Note: the recommendation for providers to produce an annual statement was introduced in DHSC Guidance: Infection prevention and control: resource for adult social care (4 April 2022). It will therefore take some time for this to be adopted by providers.

  • IPC policy is up to date in line with national guidance, including code of practice 10 criteria, has been audited to reflect best practice.
  • Staff know how to instigate full infection control measures in a timely manner to care for residents with symptoms of transmissible infections to avoid infections spreading to other residents and staff.
  • The service demonstrates a good understanding of when and how to access local IPC resources (for example local Health Protection Team or Infection Control Nurse) when they need advice and support. 
  • Care home managers have contacted their local Health Protection Team in a timely way (and in line with guidance) if they suspect their care home has a new infection outbreak.
  • The provider supports people using the service and staff to access appropriate vaccinations, including Influenza and COVID-19 vaccinations and boosters.
  • People know how to raise any concerns or complaints around IPC practice if they think it is unsafe or not effective without fear or discrimination.
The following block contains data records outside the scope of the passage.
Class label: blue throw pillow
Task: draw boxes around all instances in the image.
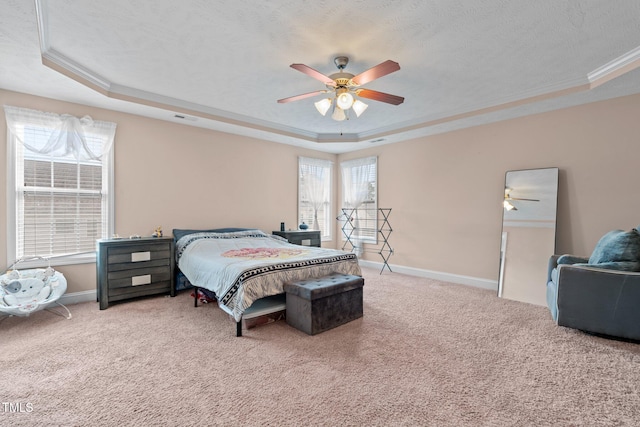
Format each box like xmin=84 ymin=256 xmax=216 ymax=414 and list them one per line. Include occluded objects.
xmin=589 ymin=228 xmax=640 ymax=264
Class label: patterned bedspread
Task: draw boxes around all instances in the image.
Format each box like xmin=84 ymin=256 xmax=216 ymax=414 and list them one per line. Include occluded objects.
xmin=176 ymin=230 xmax=361 ymax=321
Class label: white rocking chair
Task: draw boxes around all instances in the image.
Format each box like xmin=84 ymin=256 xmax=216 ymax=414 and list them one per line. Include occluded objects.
xmin=0 ymin=257 xmax=71 ymax=319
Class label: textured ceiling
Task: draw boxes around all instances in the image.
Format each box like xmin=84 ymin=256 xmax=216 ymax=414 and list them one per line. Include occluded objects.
xmin=0 ymin=0 xmax=640 ymax=152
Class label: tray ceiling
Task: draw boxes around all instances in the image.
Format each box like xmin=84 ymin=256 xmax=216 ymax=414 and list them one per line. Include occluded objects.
xmin=0 ymin=0 xmax=640 ymax=153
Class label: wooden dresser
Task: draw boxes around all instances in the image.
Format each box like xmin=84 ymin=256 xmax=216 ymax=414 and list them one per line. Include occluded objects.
xmin=272 ymin=230 xmax=322 ymax=248
xmin=96 ymin=237 xmax=176 ymax=310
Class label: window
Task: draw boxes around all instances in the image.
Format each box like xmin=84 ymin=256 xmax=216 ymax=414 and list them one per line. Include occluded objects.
xmin=5 ymin=106 xmax=115 ymax=266
xmin=340 ymin=157 xmax=378 ymax=244
xmin=298 ymin=157 xmax=333 ymax=240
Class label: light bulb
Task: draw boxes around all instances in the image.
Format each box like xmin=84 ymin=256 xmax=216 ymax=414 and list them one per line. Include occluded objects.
xmin=351 ymin=99 xmax=368 ymax=117
xmin=336 ymin=92 xmax=353 ymax=110
xmin=313 ymin=98 xmax=331 ymax=116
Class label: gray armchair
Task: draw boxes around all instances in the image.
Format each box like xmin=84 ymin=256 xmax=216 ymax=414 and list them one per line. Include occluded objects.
xmin=547 ymin=229 xmax=640 ymax=340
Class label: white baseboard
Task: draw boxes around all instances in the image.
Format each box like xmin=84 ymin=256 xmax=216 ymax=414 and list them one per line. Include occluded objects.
xmin=58 ymin=291 xmax=97 ymax=305
xmin=358 ymin=260 xmax=498 ymax=292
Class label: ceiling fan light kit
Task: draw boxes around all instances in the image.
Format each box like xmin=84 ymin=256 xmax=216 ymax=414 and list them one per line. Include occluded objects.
xmin=278 ymin=56 xmax=404 ymax=121
xmin=313 ymin=98 xmax=331 ymax=116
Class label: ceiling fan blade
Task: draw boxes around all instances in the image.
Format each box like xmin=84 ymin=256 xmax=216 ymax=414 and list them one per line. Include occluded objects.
xmin=278 ymin=90 xmax=327 ymax=104
xmin=290 ymin=64 xmax=336 ymax=86
xmin=355 ymin=89 xmax=404 ymax=105
xmin=350 ymin=59 xmax=400 ymax=86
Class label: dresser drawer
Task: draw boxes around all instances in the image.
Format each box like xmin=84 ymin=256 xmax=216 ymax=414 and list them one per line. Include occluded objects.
xmin=97 ymin=238 xmax=175 ymax=310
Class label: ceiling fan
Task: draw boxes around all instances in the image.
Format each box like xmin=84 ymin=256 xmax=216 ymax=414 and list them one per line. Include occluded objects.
xmin=503 ymin=188 xmax=540 ymax=211
xmin=278 ymin=56 xmax=404 ymax=121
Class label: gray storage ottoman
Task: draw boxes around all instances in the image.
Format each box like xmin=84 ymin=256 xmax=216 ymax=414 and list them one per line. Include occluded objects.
xmin=284 ymin=273 xmax=364 ymax=335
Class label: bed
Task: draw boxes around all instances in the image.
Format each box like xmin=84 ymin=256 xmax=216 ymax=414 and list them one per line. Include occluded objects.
xmin=173 ymin=228 xmax=361 ymax=335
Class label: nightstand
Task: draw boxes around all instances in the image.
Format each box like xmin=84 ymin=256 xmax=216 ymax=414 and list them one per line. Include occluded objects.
xmin=96 ymin=237 xmax=176 ymax=310
xmin=272 ymin=230 xmax=321 ymax=248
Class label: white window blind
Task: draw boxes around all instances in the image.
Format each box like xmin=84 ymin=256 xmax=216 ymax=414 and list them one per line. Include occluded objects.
xmin=298 ymin=157 xmax=334 ymax=240
xmin=5 ymin=107 xmax=115 ymax=264
xmin=339 ymin=157 xmax=378 ymax=244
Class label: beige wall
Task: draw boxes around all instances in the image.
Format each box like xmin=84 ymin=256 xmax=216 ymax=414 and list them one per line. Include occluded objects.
xmin=0 ymin=90 xmax=640 ymax=292
xmin=0 ymin=90 xmax=337 ymax=292
xmin=339 ymin=95 xmax=640 ymax=280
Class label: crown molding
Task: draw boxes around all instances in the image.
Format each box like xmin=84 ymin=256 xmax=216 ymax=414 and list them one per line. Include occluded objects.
xmin=35 ymin=0 xmax=640 ymax=149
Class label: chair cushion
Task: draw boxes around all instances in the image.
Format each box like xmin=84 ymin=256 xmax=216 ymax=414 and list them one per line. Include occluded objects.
xmin=589 ymin=228 xmax=640 ymax=268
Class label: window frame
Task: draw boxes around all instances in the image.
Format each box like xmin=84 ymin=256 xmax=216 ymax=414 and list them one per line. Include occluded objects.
xmin=296 ymin=156 xmax=335 ymax=242
xmin=338 ymin=156 xmax=378 ymax=245
xmin=6 ymin=118 xmax=115 ymax=268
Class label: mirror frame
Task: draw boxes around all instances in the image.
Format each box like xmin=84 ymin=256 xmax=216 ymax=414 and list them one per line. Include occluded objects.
xmin=498 ymin=167 xmax=560 ymax=305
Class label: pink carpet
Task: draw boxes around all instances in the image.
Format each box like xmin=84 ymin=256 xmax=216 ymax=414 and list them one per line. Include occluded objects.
xmin=0 ymin=269 xmax=640 ymax=426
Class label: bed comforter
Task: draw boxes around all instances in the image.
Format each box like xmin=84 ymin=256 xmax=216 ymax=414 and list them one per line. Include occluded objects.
xmin=176 ymin=230 xmax=361 ymax=322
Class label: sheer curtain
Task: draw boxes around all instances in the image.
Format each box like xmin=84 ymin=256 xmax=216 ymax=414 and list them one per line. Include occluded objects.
xmin=4 ymin=105 xmax=116 ymax=263
xmin=340 ymin=157 xmax=378 ymax=256
xmin=4 ymin=105 xmax=116 ymax=160
xmin=298 ymin=157 xmax=333 ymax=237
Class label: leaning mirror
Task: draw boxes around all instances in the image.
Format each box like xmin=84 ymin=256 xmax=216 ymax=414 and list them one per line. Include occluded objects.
xmin=498 ymin=168 xmax=558 ymax=306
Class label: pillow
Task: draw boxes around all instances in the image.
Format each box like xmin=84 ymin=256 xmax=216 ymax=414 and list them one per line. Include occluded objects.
xmin=589 ymin=228 xmax=640 ymax=264
xmin=173 ymin=227 xmax=254 ymax=242
xmin=573 ymin=261 xmax=640 ymax=271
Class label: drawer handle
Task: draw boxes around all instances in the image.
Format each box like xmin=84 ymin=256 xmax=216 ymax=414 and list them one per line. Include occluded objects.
xmin=131 ymin=252 xmax=151 ymax=262
xmin=131 ymin=274 xmax=151 ymax=286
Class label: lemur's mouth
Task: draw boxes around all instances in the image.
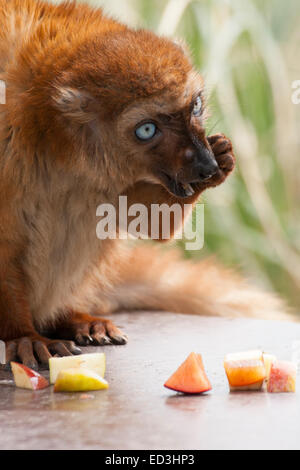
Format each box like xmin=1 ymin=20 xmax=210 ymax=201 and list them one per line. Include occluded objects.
xmin=161 ymin=172 xmax=199 ymax=198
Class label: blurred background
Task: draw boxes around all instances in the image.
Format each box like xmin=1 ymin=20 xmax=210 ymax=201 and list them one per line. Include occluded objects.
xmin=59 ymin=0 xmax=300 ymax=313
There is evidence of responsive action taken when concerns have been raised.
  • All equipment used to support the monitoring of residents meets infection control and decontamination standards and guidance/code of practice
  • In compliance with the code of practice, there is a decontamination policy in place that overs what to do if there is a spillage of blood or body fluids
  • Where a person’s usual care and treatment arrangements have changed (in response to IPC risks) to ensure safety, that may amount to a ‘deprivation of liberty’, appropriate guidelines have been followed.
  • There is a focus on enabling safe visits wherever possible. Whenever visits are restricted this should be based on national guidance and local Health Protection Team (or equivalent) advice.
  • Where a resident has passed away with suspected or confirmed COVID-19, national guidance on handling the person’s body is followed.

Infection prevention and control guidance

COVID-19 guidance

Support and resources

 

Additional mandatory questions

  1. Does the service have sufficient and adequate supply of PPE that meets current demand and foreseen outbreaks?
  2. Are staff using PPE correctly and in accordance with current guidance? 
  3. Has the service undertaken appropriate PPE training?
  4. Does the service know where to go for advice should there be an outbreak – which authorities and what their role and responsibilities are?
  5. Is the service participating in the testing programme that is currently provided for residents and staff members?
  6. Do staff in the service understand the principles of isolation, cohorting and zoning appropriately?
  7. Has the service implemented isolation, cohorting and zoning appropriately?
  8. Is the service facilitating visits to people living at the home in accordance with current guidance?
  9. Has the service adequately taken measures to protect clinically vulnerable groups and those at higher risk because of their protected characteristics (ethnic minority background, physical and learning disabilities)?
  10. Has the service got a named clinical lead as assigned by the Primary Care Network?
  11. What position/profession is your named clinical lead? For example GP
  12. Do they conduct a home/ward round?
  13. What clinical support has been provided direct into the care home, by whom, and what has been its impact?
  14. Is support being provided for staff to access recommended vaccinations?